In this embodiment, a case has been described by way of example in which M=1 in Equation (1), but M is not limited to this, and it is possible to use an integer or 0 or above (a natural number) for M.

In this embodiment, a CELP type of encoding/decoding method is used in the first layer, but another encoding/decoding method may also be used.

In this embodiment, a case has been described by way of example in which encoding apparatus 100 performs layered encoding (scalable encoding), but the present invention is not limited to this, and may also be applied to an encoding apparatus that performs encoding of a type other than layered encoding.

In this embodiment, a case has been described by way of example in which encoding apparatus 100 has frequency domain transform sections 161 and 162, but these are configuration elements necessary when a time domain signal is used as an input signal and the present invention is not limited to this, and frequency domain transform sections 161 and 162 need not be provided when a spectrum is input directly to spectrum encoding section 107.
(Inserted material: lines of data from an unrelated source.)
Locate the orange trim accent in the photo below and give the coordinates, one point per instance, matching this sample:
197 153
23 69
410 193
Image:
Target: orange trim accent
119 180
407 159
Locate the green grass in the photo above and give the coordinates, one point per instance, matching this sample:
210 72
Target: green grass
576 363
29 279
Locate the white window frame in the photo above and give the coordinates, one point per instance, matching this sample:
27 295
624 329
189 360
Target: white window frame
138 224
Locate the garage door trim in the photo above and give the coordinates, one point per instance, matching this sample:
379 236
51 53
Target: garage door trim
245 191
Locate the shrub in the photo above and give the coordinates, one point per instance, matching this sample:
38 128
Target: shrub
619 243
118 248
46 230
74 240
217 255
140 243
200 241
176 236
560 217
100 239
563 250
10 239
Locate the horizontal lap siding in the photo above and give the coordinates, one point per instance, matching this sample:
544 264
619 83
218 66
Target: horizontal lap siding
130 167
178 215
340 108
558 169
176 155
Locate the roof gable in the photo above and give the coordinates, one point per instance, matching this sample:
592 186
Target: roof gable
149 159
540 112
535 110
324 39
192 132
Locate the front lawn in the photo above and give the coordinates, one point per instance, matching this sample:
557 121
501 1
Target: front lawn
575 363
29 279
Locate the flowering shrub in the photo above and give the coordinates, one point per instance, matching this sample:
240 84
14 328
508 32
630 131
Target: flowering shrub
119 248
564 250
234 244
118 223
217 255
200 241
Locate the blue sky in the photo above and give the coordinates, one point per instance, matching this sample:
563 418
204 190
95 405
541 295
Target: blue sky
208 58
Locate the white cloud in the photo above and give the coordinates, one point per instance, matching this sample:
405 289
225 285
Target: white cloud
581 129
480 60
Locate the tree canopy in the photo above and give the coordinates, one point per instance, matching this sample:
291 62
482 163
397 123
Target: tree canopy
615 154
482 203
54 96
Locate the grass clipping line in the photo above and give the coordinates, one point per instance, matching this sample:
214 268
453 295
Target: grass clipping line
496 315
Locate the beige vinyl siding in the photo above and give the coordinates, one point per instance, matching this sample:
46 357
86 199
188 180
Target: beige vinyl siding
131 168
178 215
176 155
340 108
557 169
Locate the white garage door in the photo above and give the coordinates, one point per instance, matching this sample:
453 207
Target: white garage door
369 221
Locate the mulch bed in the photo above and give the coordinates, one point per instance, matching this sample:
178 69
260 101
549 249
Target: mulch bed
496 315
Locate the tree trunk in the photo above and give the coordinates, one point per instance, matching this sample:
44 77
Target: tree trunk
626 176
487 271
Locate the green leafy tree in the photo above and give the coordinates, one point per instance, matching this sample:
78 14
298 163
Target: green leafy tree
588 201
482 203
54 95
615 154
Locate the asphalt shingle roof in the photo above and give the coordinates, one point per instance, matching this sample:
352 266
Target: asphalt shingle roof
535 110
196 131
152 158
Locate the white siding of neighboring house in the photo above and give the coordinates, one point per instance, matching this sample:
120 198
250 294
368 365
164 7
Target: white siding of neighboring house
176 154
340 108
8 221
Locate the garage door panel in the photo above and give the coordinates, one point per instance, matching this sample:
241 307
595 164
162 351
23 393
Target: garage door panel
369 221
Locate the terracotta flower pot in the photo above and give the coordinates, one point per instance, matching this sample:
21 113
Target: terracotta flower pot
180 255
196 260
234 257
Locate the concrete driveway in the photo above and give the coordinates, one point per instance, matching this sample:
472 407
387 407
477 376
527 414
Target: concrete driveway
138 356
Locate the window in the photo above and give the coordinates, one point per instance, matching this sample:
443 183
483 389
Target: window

In this embodiment, a case has been described by way of example in which a filter coefficient is calculated by filter coefficient calculation section 176 after a pitch coefficient has been calculated by filtering section 174, but the present invention is not limited to this, and a configuration may also be used in which filter coefficient calculation section 176 is not provided and a filter coefficient is not calculated. A configuration may also be used in which filter coefficient calculation section 176 is not provided, filtering is performed by filtering section 174 using a pitch coefficient and filter coefficient, and an optimum pitch coefficient and filter coefficient are searched for simultaneously. In such a case, Equation (6) and Equation (7) below are used instead of Equation (1) and Equation (2) above.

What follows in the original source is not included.